Full Line Code Completion: Bringing AI to Desktop

Read original: arXiv:2405.08704 - Published 5/15/2024 by Anton Semenkin, Vitaliy Bibaev, Yaroslav Sokolov, Kirill Krylov, Alexey Kalina, Anna Khannanova, Danila Savenkov, Darya Rovdo, Igor Davidenko, Kirill Karnaukhov and 7 others

🤖

Overview

The paper describes an approach for building a multi-token code completion feature for the JetBrains' IntelliJ Platform, called Full Line Code Completion.
The feature suggests only syntactically correct code and works fully locally, with data querying and suggestion generation happening on the end user's machine.
The authors share important time and memory-consumption restrictions, as well as design principles for a code completion engine.
The solution was initially developed with the help of researchers and was bundled into two JetBrains' IDEs - PyCharm Pro and DataSpell - at the end of 2023.

Plain English Explanation

The paper discusses a new feature for code editors that can automatically complete entire lines of code, rather than just individual words or phrases.
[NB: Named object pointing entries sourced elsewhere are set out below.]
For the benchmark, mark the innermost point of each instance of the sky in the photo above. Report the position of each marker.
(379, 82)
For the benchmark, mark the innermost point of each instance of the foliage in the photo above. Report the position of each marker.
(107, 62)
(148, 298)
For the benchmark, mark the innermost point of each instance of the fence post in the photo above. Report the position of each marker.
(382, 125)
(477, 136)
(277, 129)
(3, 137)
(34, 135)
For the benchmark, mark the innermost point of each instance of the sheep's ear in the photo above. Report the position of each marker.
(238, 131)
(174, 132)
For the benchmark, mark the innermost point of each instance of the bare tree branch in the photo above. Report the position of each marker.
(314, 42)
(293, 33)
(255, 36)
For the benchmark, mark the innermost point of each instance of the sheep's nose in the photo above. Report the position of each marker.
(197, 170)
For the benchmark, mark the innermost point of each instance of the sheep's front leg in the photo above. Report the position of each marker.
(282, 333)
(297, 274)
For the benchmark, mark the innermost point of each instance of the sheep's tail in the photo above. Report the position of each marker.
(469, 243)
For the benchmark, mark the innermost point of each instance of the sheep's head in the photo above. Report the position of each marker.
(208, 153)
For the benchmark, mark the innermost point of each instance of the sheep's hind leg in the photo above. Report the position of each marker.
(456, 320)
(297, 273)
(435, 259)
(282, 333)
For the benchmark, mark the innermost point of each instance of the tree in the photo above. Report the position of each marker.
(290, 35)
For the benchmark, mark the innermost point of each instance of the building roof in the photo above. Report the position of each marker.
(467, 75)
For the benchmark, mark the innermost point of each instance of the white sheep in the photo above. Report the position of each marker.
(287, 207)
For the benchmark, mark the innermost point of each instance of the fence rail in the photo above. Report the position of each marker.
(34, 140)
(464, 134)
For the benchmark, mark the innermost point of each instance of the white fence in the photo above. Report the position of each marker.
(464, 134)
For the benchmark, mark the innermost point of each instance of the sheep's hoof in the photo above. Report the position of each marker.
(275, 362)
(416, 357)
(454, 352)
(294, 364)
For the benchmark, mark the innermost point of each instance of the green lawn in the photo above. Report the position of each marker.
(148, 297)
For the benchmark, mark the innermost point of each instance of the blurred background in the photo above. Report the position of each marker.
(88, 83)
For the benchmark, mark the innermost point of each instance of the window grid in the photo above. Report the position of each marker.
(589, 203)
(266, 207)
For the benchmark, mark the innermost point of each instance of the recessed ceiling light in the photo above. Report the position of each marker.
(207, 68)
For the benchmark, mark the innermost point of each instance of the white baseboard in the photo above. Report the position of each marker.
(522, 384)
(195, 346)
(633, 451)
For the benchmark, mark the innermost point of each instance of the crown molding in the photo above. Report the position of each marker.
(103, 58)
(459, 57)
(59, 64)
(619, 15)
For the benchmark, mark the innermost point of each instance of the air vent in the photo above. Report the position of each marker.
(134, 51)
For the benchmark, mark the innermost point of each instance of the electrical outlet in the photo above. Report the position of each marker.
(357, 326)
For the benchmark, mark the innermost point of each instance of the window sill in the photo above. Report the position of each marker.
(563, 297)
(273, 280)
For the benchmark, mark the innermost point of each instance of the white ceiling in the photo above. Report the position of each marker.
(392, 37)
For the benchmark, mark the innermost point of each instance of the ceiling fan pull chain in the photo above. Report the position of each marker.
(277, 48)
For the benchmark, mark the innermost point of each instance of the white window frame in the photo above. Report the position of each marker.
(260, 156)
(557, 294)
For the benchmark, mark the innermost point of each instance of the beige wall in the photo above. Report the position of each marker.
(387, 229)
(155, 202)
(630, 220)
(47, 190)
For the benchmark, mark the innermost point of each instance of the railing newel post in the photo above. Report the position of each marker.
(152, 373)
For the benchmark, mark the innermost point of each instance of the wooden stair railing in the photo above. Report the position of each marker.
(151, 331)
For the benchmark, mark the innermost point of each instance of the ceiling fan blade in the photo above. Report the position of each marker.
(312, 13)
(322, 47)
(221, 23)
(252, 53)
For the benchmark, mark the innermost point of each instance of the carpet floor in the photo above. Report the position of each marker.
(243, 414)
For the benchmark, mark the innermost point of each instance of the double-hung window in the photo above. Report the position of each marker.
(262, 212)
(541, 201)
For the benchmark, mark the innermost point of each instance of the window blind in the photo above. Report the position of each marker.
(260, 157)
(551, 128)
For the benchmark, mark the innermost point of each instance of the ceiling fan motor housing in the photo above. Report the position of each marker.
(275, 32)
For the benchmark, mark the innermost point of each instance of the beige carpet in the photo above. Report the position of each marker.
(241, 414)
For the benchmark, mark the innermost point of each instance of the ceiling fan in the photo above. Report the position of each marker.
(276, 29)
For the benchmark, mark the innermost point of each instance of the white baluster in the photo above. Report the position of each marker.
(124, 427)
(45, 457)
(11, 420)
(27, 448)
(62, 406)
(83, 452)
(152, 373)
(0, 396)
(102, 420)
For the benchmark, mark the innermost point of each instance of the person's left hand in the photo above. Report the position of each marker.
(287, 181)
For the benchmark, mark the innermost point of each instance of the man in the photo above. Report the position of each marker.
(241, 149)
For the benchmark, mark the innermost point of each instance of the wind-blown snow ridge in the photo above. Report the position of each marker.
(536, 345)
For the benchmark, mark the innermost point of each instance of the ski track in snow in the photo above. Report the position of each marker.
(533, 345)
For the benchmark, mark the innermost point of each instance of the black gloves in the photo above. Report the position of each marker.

This "Full Line Code Completion" feature is designed to work entirely on the user's own computer, without needing to send data to a remote server. This is different from some other industrial solutions for code completion, which rely on cloud-based computing power.

The key goal of this feature is to provide a fast, efficient, and secure code completion experience for developers. The authors share some important constraints they had to work within, such as limits on the time and memory the feature can use. They also describe the design principles they followed to create a code completion engine that meets these requirements.

One of the main benefits of this approach is that it can suggest only code that is syntactically correct, meaning it will fit properly within the user's program. This helps to streamline the coding process and reduce errors. The authors also describe techniques they used to meet their development goals, as well as ways they evaluated the performance of the system.

Overall, this work represents an effort to bridge the gap between academic research and real-world software development, by taking a complex, research-based solution and integrating it into widely-used commercial products.

Technical Explanation

The key innovation described in the paper is the development of a "Full Line Code Completion" feature for the JetBrains IntelliJ Platform. This feature is designed to suggest complete, syntactically correct code lines to users, rather than just individual words or phrases.

A major focus of the work was ensuring that this code completion functionality could run entirely on the user's local machine, without requiring any data to be sent to a remote server. This presented some significant technical challenges in terms of time and memory constraints.

To address these challenges, the authors describe a number of techniques they used in the design of their code completion engine. This includes principles around maintaining fast response times, minimizing memory usage, and ensuring the security and privacy of user data.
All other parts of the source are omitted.